CUBANET ... CUBANEWS

March 31, 2000



Cuba's human rights abuses

Editorial. Published Friday, March 31, 2000, in the Miami Herald.

Trying to hide behind a boy

Visitors to Geneva, where the United Nations Human Rights Commission is now meeting, might think that the Elian Gonzalez case falls under its jurisdiction. The city has been plastered with posters depicting the boy as if he were a prisoner behind bars. In fact, the posters -- hung by the Cuban delegation -- represent a crass move by Cuba's totalitarian regime to use the 6-year-old to divert attention from its countless violations of fundamental human rights, including its harshest crackdown on dissent in a decade.

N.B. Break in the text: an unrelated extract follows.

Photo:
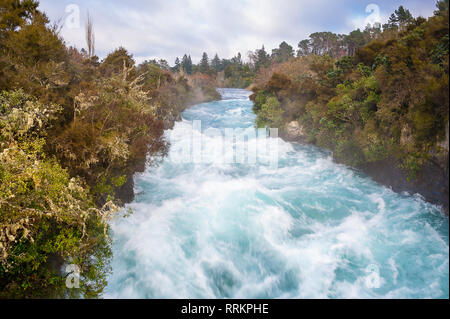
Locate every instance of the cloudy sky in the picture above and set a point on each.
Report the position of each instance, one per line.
(169, 28)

The United Nations commissioners mustn't be deceived when they consider a resolution -- commendably offered by the Czech Republic and Poland -- branding Cuba as the human-rights abuser that it is. Recently, the New York-based Committee to Protect Journalists said of Cuba: ``Castro represses independent journalists to the point of extinction, forcing them to flee the country to avoid detention and arrest seemingly for even thinking about covering a trial of dissidents or a public demonstration that would reflect unfavorably on his complete control.''

All told, some 40 of Cuba's 100 independent journalists were detained for brief periods last year. At least 10 were harassed into exile. Four remain in jail on charges ranging from ``dangerousness'' to ``disrespect'' for Castro to ``hoarding.'' They are Bernardo Arevalo Padron, Jesus Joel Diaz Hernandez, Manuel Gonzalez Castellanos and Victor Rolando Arroyo. In its report Attacks on the Press in 1999, the CPJ once again names Cuban dictator Fidel Castro among its top 10 ``Enemies of the Press.''

Add the U.S. State Department's annual human-rights assessment of Cuba, and reports from the Inter American Press Association and Amnesty International, and it is clear there has been no improvement. If anything, the gains made by dissidents and Cuba's church after the Pope's visit in 1998 have eroded.

The regime systematically targets journalists, along with the much-broader dissident movement. Instead of long, visible prison terms, it now dishes out relentless harassment. This ``low-intensity repression,'' as celebrated independent journalist Raul Rivero has termed it, has astonishingly effective results.

If it is true to its values, the European Union will not only support the resolution condemning Cuba, but it will encourage member countries to sign on as sponsors. Whatever diplomats may think of the Elian case, it mustn't shift attention from the Cuban government's real, systemic and barbaric human-rights abuses.